Signaling information about media content, what's so fancy about that? Metadata may seem like the most boring part of a video streaming setup, but it is vital and adaptive bitrate streaming would not be possible without it.
Take the bitrate of a video as an example. If such information is not signaled as metadata, a player cannot determine which bitrate it should request given current network conditions and other circumstances.
Metadata like that is nothing new, though. It applies to the entire stream or track and doesn't change over time. In other words, it's static. But what if you want to add flexibility, and introduce certain kinds of information at certain points in time? That's where timed metadata comes in, the topic of this blog post and a way to further smarten your streams.
What is it?
For those unfamiliar with the concept of timed metadata: it is different to 'ordinary' static metadata, which can be any information about the entire stream or track, as the timed variety applies only to a specific time or time range.
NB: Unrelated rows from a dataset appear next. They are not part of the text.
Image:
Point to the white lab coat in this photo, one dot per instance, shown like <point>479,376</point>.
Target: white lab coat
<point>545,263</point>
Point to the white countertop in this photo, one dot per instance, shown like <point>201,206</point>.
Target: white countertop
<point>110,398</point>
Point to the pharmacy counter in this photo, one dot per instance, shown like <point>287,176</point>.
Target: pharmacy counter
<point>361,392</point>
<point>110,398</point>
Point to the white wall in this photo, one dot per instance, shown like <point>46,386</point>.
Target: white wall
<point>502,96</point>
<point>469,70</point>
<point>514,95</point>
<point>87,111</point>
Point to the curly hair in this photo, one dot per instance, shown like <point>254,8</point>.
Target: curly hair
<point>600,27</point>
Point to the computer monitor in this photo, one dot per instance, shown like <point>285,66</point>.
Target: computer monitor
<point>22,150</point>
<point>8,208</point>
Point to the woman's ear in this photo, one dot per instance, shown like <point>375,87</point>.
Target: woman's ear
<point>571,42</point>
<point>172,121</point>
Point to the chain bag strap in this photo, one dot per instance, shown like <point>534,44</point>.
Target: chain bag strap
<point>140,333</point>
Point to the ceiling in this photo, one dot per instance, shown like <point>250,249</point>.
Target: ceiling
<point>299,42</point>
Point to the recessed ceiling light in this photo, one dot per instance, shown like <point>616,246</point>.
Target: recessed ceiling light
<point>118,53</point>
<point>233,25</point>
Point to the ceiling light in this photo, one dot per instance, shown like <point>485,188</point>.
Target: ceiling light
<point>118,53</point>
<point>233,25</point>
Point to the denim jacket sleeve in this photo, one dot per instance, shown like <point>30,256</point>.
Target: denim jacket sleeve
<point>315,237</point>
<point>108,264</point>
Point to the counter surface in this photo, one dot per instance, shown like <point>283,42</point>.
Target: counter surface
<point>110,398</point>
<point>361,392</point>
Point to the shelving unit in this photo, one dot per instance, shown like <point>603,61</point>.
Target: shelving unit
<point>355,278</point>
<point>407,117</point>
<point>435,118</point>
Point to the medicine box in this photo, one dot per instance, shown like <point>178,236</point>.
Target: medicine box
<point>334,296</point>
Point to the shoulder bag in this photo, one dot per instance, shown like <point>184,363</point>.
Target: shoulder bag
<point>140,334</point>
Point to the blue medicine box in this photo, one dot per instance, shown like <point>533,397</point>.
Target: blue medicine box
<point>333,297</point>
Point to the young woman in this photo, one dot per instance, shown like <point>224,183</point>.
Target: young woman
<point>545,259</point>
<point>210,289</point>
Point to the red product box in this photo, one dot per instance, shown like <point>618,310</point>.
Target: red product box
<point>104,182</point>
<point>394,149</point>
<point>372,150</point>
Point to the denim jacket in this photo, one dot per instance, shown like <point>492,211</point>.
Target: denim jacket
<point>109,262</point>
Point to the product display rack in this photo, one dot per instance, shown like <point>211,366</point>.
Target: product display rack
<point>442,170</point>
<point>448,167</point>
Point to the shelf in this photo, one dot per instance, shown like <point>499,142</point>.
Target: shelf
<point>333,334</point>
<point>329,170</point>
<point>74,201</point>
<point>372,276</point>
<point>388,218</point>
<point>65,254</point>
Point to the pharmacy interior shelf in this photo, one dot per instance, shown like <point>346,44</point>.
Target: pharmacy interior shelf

Generally speaking, it signals the start or the end of an event and shares information about that event.
An event can be a variety of things:
- A program that is part of a continuous livestream
- A song, e.g. in a podcast
- A commercial or other kind of break (e.g., using SCTE-35 markers)
- A point of measurement, for metrics (e.g., using Nielsen tags)
Based on the kind of information in the timed metadata, a server or a player can behave in certain ways. For example, a player can:
- Make a request to an ad network and insert and play the ad that is returned
- Display the cover art of a song that is playing (when streaming audio only)
- Overlay the video with specified information
- Make the video clickable (to follow a specific link, e.g. to a product page or another video)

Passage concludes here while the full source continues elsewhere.